JANE HUME: Well, that was the decision of this government. In fact, there was a guideline that was worked out and agreed by the Secretaries Board, so all the Secretaries of Departments and in conjunction with the Australian Public Service Commission, just in 2023, so it was under this government that these arrangements made, where there could be arrangements put in place that would allow people to work from home, but it had to be worked out with between the team and the department and the individual. It was actually the Community and Public Service Sector Union working with Labor that gave that, you know, gave birth to an enterprise agreement that gave people the right to demand to work from home, not an arrangement that works for everyone.
TOM ELLIOTT: So will you, will you reverse that right? Will you do a new enterprise bargaining agreement, which says you no longer have that right, except in exceptional circumstances?

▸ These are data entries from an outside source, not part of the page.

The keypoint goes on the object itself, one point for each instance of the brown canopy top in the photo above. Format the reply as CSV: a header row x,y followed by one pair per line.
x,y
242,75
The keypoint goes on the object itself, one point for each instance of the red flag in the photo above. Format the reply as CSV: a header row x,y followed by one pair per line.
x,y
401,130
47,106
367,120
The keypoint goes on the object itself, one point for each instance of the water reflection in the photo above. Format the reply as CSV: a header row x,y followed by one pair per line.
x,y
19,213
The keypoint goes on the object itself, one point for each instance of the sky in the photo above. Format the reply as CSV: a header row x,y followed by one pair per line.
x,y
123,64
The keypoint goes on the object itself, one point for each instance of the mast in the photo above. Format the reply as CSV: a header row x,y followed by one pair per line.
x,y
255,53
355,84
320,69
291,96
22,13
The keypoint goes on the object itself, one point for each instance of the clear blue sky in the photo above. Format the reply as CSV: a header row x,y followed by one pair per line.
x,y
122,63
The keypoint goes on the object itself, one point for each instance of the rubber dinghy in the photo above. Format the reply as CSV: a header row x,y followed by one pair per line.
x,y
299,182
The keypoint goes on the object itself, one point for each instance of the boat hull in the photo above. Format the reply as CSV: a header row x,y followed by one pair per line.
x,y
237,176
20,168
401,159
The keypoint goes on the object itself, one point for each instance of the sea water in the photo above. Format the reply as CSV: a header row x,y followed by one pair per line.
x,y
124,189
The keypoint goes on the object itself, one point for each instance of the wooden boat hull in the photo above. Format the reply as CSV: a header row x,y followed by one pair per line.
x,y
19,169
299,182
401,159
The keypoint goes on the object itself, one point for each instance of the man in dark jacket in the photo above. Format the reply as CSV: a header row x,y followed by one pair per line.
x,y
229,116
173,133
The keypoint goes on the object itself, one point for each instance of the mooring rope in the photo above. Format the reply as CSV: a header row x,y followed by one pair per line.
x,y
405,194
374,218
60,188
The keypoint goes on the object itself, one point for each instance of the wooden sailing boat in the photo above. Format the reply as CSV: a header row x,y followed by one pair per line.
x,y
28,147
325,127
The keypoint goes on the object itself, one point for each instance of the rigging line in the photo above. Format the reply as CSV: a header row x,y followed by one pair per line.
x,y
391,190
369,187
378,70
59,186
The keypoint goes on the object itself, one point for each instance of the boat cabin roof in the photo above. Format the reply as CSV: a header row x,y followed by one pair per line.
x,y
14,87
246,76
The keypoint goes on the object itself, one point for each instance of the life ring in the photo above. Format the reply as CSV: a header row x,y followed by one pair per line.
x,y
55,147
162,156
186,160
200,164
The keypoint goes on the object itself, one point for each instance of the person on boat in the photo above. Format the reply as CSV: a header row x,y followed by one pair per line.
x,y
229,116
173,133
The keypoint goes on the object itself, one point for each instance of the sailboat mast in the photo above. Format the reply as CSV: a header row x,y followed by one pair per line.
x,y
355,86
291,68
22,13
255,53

JANE HUME: Well, we have we're not going to override current agreements, but where there's an agreement already in place, but this policy will certainly apply to future agreements, and those agreements do have time limits.
TOM ELLIOTT: Let's just say you do a new agreement, and it does force the public servants back into the office five days a week. As taxpayers, will we notice any difference? Like will it seem different to us?
JANE HUME: I would hope so. Because, as you know, we've seen an extraordinary growth in the size of the public service. In fact, a 20% increase in the size of public service just in the last three years, about an additional 36,000 new public servants, but I'm not entirely sure Australians feel 36,000 new public servants better served. We've seen things like wait times to get an age pension or low income card blow out, even though the number of new public servants in Services Australia has increased. We've seen things like almost a doubling of the size of the Department of Environment and Water and Energy, but emissions have gone up and approval times have blown out too. So, just because you've got a bigger public service doesn't mean you have a better public service or a better service to the public. We want to make sure that improves. Productivity is so important, both in the public sector as well as the private sector, and that's what a Coalition Government will be driving.
TOM ELLIOTT: All right. Well, good luck with it. Jane Hume there, Shadow Minister for Finance and Shadow Minister for the Public Service.